Your treating doctor is the primary professional whose communications with the insurer or plan can influence whether or not you receive benefits. It is therefore critical that your treating doctor not only supports but is prepared to document your disability claim. But some doctors do not like to completed disability paperwork. So, if you find that your treating physician does not timely complete the routine paper work required by your insurer and needed to support your claim, you should consider finding another doctor.

Should I see my doctor when the insurer requires the doctor to complete forms?

Yes. Doctors are busy and usually don’t charge for filling out simple forms. So, not uncommonly, insurance forms are completed by staff or may be done carelessly. When you need an insurance form completed and signed by your doctor, make an appointment and go over the form with your doctor, if you can. That’s the best way to ensure that these forms are properly completed.

Are disability benefits taxable?

The ERISA Law Center does not provide tax advice, which is best left to a qualified Certified Public Accountant familiar with the taxation of your benefits. The general rule is that if you employer paid for the benefit premiums (where the benefits were insured) or provided them without employee contribution with after-tax dollars, the benefits are taxable. If you contributed to some or all of the premium payments, then that portion may not be taxable. Again, this is a general rule and should not be relied upon as a substitute for good tax advice.

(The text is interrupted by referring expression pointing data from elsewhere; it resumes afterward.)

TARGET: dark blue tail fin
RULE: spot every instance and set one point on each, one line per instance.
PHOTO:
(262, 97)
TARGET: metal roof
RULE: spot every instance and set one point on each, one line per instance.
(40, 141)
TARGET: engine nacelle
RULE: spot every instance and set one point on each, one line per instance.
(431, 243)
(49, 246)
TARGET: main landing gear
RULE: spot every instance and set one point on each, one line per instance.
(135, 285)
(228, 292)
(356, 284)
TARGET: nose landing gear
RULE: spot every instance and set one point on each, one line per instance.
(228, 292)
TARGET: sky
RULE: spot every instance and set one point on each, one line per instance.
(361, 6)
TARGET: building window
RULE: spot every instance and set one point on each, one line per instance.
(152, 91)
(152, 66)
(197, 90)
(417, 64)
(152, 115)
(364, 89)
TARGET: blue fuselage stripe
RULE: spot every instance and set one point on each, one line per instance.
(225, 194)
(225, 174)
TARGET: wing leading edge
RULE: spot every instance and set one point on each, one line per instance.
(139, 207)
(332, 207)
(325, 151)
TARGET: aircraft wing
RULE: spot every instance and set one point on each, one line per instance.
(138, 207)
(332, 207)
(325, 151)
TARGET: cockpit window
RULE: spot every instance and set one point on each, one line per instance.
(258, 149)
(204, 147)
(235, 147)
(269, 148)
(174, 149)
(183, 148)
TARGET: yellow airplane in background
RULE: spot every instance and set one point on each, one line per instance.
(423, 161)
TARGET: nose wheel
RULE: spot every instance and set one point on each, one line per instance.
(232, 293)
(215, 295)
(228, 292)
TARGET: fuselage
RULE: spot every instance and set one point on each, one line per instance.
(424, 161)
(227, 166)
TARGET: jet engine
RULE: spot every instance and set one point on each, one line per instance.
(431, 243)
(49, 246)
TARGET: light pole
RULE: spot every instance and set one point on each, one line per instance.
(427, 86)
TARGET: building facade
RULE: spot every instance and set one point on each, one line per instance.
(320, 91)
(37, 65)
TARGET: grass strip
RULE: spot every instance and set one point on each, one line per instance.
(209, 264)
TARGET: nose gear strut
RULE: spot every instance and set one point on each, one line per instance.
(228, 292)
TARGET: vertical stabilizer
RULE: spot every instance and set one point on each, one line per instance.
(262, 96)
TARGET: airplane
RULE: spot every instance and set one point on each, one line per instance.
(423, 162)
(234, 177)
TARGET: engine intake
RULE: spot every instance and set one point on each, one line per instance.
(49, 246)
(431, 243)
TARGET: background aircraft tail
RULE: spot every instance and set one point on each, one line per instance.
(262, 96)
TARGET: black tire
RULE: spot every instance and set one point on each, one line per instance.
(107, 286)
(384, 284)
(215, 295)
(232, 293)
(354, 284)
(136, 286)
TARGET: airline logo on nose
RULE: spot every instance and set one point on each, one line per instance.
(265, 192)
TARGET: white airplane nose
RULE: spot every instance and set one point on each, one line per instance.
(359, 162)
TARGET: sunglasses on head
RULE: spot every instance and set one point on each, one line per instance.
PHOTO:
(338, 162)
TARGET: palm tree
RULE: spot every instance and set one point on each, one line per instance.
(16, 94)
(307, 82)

Will I lose my employee benefits, such as health coverage, if my disability claim is denied?

This depends on your employer’s policies. Sometimes, other employee benefits like medical, waiver of premium (for life insurance), etc. are paid as long as the employee is recognized as disabled. Once the disability claim is denied, those benefits can be terminated. But usually, other employee benefits last only as long as you continue to work.

My disability insurance company is delaying and delaying granting me benefits. What can I do?

Under certain circumstances, you may be able to proceed to a lawsuit, but this may not be the best idea. The company may be uncertain as to whether to grant you benefits. Giving it extra time in which to make its decision may result in you getting benefits.

Does it do any good to complain to my state’s department of insurance if my disability company is treating me unfairly?

It can. Some states have very active departments of insurance. Also, if you have inadvertently missed the time in which to file your appeal (perhaps you were too sick to complete it), asking for assistance from your department of insurance might possibly give you the opportunity to “reopen” the claim. Sometimes, a department of insurance will cause the insurer to further evaluate your claim and reverse its position. It is important to remember that departments of insurance only have jurisdiction over insured plans – not those which are self-insured.